According to the World Wildlife Federation, palm oil can be found in almost 50% of all packaged supermarket goods. As demand continues to increase, global agriculture and manufacturing companies are searching for ways to determine risk factors for deforestation and carbon emissions in the palm supply chain. Adding risk factors and associated traceability can help verify sustainable sourcing commitments and provide tools to help non-compliant participants to adopt more sustainable practices.
While there is some sourcing transparency from mills to manufacturers, a high number of third-party growers supply to these mills, comprising a challenge for NDPE compliance. Therefore, companies need to understand probable source locations, land-use histories, and aggregate sourcing practices for each mill in their supply chain. They also need to attribute ongoing deforestation activity to a given mill and supplier.
However, there is currently no widely available information that traces palm throughout the supply chain. And there is no direct way of attributing palm harvested within a plantation to the mill that eventually processes it. Further, concession ownership and permits have little transparency, making it challenging to attribute deforestation to specific growers. Still, there are a few factors that bound the sourcing region for a given palm mill (e.g. distance, transportation network, mill capacity, nearby mill capacity, etc.), that could allow us to estimate the probability and risk of a given mill processing palm from a given plantation.
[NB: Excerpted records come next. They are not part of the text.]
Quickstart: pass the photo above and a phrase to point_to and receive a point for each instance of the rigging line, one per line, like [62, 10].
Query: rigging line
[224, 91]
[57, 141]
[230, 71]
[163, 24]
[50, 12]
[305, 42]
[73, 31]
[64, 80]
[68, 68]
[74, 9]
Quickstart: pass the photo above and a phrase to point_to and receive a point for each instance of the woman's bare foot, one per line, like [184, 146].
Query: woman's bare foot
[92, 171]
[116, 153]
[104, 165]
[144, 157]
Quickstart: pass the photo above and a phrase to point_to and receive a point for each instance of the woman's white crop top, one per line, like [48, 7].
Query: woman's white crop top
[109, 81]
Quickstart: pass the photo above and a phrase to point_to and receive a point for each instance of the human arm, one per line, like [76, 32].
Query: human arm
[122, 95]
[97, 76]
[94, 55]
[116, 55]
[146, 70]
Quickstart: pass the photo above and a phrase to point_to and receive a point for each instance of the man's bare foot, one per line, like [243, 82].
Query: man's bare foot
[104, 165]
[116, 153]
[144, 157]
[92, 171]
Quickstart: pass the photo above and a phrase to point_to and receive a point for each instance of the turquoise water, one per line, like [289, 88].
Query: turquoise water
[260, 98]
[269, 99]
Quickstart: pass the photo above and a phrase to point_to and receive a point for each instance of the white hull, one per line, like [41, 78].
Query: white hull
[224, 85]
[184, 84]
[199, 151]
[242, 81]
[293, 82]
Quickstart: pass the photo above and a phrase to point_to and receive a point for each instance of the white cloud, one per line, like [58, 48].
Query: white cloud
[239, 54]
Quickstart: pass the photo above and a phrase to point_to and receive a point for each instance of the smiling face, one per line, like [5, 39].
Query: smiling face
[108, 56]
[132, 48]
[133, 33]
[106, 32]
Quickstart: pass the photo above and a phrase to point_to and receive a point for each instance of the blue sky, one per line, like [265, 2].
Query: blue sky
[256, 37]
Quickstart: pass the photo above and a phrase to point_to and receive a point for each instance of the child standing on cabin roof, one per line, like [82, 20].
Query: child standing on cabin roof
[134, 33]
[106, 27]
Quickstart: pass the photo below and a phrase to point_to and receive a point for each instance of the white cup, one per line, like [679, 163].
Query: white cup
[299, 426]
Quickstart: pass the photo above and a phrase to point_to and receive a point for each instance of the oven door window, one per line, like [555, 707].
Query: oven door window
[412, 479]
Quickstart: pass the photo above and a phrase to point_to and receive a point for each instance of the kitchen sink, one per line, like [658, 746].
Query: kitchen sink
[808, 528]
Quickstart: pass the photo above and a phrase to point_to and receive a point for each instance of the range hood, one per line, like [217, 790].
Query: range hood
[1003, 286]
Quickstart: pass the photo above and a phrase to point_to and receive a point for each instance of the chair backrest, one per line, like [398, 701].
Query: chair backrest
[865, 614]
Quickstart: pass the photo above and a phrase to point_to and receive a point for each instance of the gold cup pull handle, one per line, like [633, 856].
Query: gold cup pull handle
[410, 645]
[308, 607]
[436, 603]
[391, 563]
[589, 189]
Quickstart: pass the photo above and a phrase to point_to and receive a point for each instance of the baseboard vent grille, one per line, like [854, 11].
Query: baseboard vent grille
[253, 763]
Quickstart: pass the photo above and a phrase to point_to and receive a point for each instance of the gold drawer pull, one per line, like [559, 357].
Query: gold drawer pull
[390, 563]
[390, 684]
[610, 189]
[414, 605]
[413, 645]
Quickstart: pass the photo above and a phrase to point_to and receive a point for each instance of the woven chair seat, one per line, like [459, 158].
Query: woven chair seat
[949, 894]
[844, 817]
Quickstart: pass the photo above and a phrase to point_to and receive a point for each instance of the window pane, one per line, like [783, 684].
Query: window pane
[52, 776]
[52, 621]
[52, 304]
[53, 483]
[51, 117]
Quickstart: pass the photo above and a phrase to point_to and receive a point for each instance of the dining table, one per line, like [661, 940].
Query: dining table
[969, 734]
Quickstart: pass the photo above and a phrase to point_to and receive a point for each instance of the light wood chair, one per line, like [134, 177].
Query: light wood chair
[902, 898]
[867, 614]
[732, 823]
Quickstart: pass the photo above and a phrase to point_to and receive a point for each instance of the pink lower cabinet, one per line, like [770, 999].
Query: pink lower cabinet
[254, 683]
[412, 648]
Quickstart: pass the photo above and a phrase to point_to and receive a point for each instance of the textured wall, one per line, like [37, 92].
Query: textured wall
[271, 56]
This post explores a relatively simple method to attribute risk from deforestation and forest carbon loss to individual mills throughout the palm supply chain in Southeast Asia. It applies deforestation and carbon loss risk scores to the entire Universal Mill List maintained by the World Resources Institute (WRI), Rainforest Alliance (RA), Proforest, and Daemeter Consulting.
Our analysis leverages some key datasets and the compute power of the Descartes Labs Platform. The creation of these datasets in a singular development environment natively allows for the prediction of carbon equivalent of deforestation events. Each has been built with the other in mind.
First, we show how the methodology works for a given mill. Then we replicate the methodology over every mill in the Universal Mill List. We start by drawing a radius around each mill, quantifying the deforested area and forest carbon lost within the region over a set period of time, and then normalize by the total forest area and forest carbon.
We also create a weighted average over the mill area using inverse distance such that deforested pixels closer to the mill are weighed more than those found farther from the mill.
Once we have our totals and our distance weights, we can calculate a deforested area score and carbon loss score for the mill in question. Scores generally range between 0 and 4, with higher scores indicating higher risk
Next, we use the Descartes Labs Platform to apply the same methodology to the Universal Mill List within Indonesia and Malaysia.
Finally, we can visualize it all together using Descartes Labs Workflows API.
When we zoom in on a particular location, we see the layers for each dataset along with the deforested area and carbon scores for nearby mills. Note that the size of the buffer around each mill has been reduced to prevent overlap during visualization.
Now that the dataset has been created, it can be used to inform supply chain risk assessment for any company that sources from the Universal Mill List. To summarize, we built a mill-level deforestation & carbon emissions risk score across Malaysia and Indonesia. To do this, we leveraged proprietary Descartes Labs datasets to determine historical deforestation activity and carbon loss potential based on a distance-weighted formula to each mill. This produces a dataset that allows mills to be ranked by deforested area score and carbon loss score to determine focus areas for ongoing sustainability decisions.